Step 1: Altering the column definition
For each string column that you wish to make a Unicode field, you must execute the following SQL statement:
- For SQL Server:
alter table table_xxxx alter column yyyy nvarchar(length)
- For Oracle:
alter table table_xxxx modify yyyy nvarchar2(length)
where:
- table_xxxx Is the name of the table
- yyyy Is the name of the column to modify
- length Is the original length of the column
For example, suppopse that you wish to convert the table_contact first_name and last_name fields to be Unicode enabled. You would enter the following statements to alter the column definitions:
- For SQL Server:
alter table table_contact alter column first_name nvarchar(30)
alter table table_contact alter column last_name nvarchar(30)
- For Oracle:
alter table table_contact modify first_name nvarchar2(30)
alter table table_contact modify last_name nvarchar2(30)
NOTE: Even though the columns will be bigger to handle the Unicode data you do not change the size of the column definition – the database will handle that for you. The column still holds only 30 characters of data, even though some of them may take multiple bytes for the database to store.
NOTE: Long varchar columns (text columns, in Clarify parlance), are a bit trickier to modify. You may not use an alter statement with them. To modify those columns you must perform the following steps:
- Create a temporary table with the same column definitions as the original table, except that the data type for the text columns is now an “ntext” data type. Make sure that indexes are defined for the new table as well
- With SQL, copy all of the data from the old table to the new table
- Delete the old table
- Rename the new table to the name of the old table
- (For Oracle only). Make sure that the public synonyms are correct
Step 2: Mark as a Unicode Column
Once you have converted the column in the database it is very easy to mark a given column as a Unicode column. Perform the following SQL for each column you are converting:
update adp_sch_info set fc_flags = 1 where field_name = 'yyyy'
and type_id = (select type_id from adp_tbl_name_map where type_name = 'xxxx')
Where:
- yyyy is the column name
- xxxx is the table name (without the "table_" prefix)
Test Specific Columns
Test your new columns to insure that they handle Unicode data. For a sample of how to do this, please see the strings.asp and grid_string.asp pages included with the fcSDK.

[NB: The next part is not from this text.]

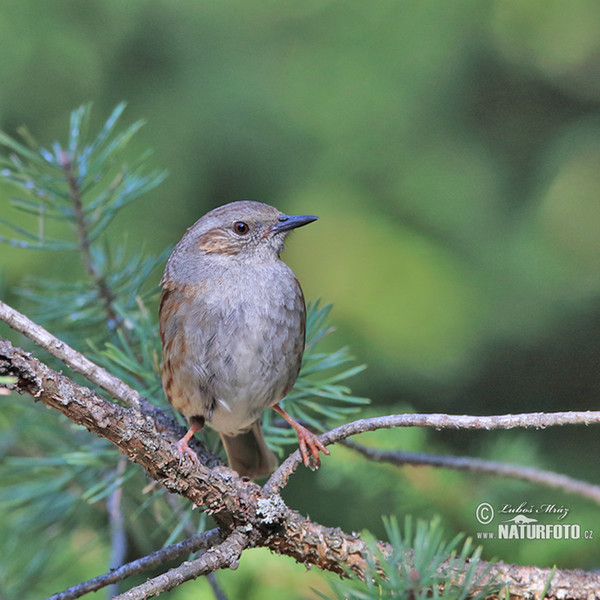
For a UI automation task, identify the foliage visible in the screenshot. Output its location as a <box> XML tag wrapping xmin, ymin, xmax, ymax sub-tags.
<box><xmin>320</xmin><ymin>516</ymin><xmax>500</xmax><ymax>600</ymax></box>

Also, make sure that your machine is capable of entering and displaying the Unicode characters you wish to display. For Windows users, please see the Regional Sections/Regional Keyborards help items for more details.
Using Your Unicode-enabled fcSDK Database
The fcSDK can support Unicode data transparently. No code changes are necessary to enable the fcSDK to work with Unicode data.
There are other considerations to take when working with Unicode data within your application:
- If you are writing ASP web pages that will include Unicode characters, it is recommended that you properly code the pages to handle Unicode. For example, in the ASP pages that Dovetail Software ships, the following is the first line of each web page (to insure that it is using the proper codepage):
<%@ Language="JavaScript" codepage=65001 %>
The following tag is included right after the
<meta http-equiv="Content-Type" content="text/html; charset=UTF-8">
- If you are writing web pages using the Microsoft ASP.NET Framework, you should include the following parameters in your "@ Page" directive at the top of the ASPX pages:
<%@ Page ... CodePage="65001" ResponseEncoding="utf-8" %>
- If you are using a programming language that does not properly support Unicode (such as ClearBasic) to access the fcSDK Compatibility Layer, then it does not matter what you do with the fcSDK – the characters will not display properly.
NOTE: All .NET languages (such as C# and Visual Basic.NET) use the .NET Framework which is Unicode-enabled throughout. This problem is only a concern when using the Compatibility Layer with legacy programming environments.